Under the Property Tax Act, a gift is not considered:
- A transfer without compensation the right to immovable property and movable property (cash, savings deposit, deposit in the bank) on which value-added tax is paid, per the regulations governing value-added tax, regardless of the existence of a gift contract;
- Income of a natural person on the basis that is exempt from income for taxation, i.e., which is the subject of taxation by income tax of citizens, under the law regulating the taxation of citizens’ income;
- Income of a legal entity that is included in the calculation of the basis for taxation by corporate income tax of legal entities under the law governing the taxation of profits of legal entities.
In these cases, no gift tax is paid. The gift tax is not paid even when the subject of the gift is:
- a share in a legal entity, i.e., securities;
- Moped, motor cultivator, tractor, working machinery, non-motor vehicles, i.e., vehicles that are not considered to be used (which have not been registered on the territory of the Republic of Serbia at least once, starting from their production or last importation);
- Vessels that are not considered to be used;
- State aircraft, non-proprietary aircraft, i.e., aircraft that are not considered to be used;
- Human cells, tissues and organs.
The tax is not paid even in a situation when the value of the gift received by the gift recipient as a gift from the same person is less than 100.000,00 RSD in one calendar year.
WHO PAYS TAXES, AND HOW MUCH ARE THE TAX RATES?
A gift taxpayer is a gift receiver. The tax base consists of the market value of the donated property determined by the tax administration.
Regarding tax rates, the taxpayer in the second line of succession in relation to the donor, according to the legal order of inheritance, pays the gift tax at a rate of 1.5%. In contrast, the taxpayer who is in the third and further succession line in relation to the donor, i.e. the taxpayer who is not related to the donor, pays gift tax at the rate of 2.5%.
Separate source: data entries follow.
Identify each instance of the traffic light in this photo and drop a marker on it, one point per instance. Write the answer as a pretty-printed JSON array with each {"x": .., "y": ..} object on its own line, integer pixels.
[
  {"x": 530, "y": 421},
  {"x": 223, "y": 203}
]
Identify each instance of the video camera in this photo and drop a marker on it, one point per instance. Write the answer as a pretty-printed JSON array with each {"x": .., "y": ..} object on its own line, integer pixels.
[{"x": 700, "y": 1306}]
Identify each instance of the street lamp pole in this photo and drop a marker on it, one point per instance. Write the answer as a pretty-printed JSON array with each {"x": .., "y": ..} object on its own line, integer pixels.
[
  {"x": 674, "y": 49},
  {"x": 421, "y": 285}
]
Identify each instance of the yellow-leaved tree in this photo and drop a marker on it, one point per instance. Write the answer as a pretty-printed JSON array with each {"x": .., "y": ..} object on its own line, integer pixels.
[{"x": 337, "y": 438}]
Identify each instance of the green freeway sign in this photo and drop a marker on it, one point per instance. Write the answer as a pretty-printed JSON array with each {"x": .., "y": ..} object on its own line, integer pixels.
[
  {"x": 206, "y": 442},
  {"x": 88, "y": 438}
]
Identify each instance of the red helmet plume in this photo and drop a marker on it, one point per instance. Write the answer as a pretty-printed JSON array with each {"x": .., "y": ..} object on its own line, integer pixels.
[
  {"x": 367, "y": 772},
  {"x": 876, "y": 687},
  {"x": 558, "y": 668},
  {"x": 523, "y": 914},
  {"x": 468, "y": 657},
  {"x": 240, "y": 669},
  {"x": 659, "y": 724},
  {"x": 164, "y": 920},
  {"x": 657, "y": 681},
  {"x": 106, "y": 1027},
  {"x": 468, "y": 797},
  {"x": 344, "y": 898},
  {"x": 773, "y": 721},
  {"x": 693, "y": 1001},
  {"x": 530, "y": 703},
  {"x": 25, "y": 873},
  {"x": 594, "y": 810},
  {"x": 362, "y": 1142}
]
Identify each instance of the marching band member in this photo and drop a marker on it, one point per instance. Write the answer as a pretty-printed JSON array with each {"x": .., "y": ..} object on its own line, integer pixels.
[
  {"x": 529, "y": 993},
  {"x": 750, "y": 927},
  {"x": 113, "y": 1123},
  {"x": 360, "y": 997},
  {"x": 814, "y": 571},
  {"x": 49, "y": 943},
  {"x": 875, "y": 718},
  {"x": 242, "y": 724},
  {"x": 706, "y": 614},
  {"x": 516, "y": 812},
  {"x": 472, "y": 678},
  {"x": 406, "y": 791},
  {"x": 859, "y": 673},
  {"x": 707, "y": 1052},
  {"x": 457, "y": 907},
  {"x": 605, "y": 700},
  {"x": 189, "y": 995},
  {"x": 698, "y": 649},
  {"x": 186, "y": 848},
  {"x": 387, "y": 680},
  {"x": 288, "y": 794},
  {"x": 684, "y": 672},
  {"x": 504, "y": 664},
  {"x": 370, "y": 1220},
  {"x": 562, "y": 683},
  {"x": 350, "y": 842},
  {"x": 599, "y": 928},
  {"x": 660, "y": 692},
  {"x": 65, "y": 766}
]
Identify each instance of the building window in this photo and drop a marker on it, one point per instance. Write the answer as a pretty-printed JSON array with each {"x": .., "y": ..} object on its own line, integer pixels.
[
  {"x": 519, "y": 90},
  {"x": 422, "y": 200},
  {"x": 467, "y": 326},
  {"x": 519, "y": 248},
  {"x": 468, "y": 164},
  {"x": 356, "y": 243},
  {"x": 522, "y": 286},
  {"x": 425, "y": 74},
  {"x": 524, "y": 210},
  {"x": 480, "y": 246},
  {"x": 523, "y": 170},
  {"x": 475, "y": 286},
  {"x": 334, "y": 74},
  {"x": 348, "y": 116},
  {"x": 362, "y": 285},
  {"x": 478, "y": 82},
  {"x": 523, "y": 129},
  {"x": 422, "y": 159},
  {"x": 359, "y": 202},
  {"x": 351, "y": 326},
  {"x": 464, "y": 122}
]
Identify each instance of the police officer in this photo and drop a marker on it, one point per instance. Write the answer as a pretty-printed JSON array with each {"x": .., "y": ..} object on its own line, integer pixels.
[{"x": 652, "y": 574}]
WHEN IS THERE A GIFT TAX EXEMPTION?
The Property Tax Act prescribes several grounds for exemption from gift tax. The most common cases in practice when the gift tax is not paid are as follows:
- When the gift recipient is the first line of succession and the spouse of the donor;
- When the gift recipient is a farmer of the second line of succession who receives as a gift property that serves him to perform agricultural activities, if he has continuously lived in the household with the donor for at least one year before receiving the gift;
- When the gift recipient is of the second line of succession, and he received the apartment as a gift if he and the donor lived continuously in a joint household for at least one year before receiving the gift;
- The gift recipient – on the property transferred to him in the probate procedure, which he would have inherited if the heir – the donor had renounced the inheritance.
THE REAL ESTATE GIFT AGREEMENT
A common gift agreement in legal transactions is an agreement whose subject is real estate.
As already stated, the written form of the agreement is mandatory, the signatures of the contracting parties are certified by the competent notary public, and the donor acquires the right of ownership on the day of registration in the competent cadastre of real estate.
If the donor is married, the consent to the gift agreement must be given by his spouse unless the real estate that is the subject of the gift contract represents a special property of the donor (i.e., if he acquired it through inheritance or received it as a gift or otherwise).
It is not uncommon for the parties to decide on the conclusion of the gift agreement instead of concluding the sales agreement to obtain the transfer of ownership rights, all because of certain advantages that this contract provides, such as tax costs and lower fees of notaries.
On the other hand, the conclusion of the gift agreement should not be taken lightly, bearing in mind that it can be revoked for various reasons. In this sense, the gift agreement should not be used as a substitute for a sales agreement.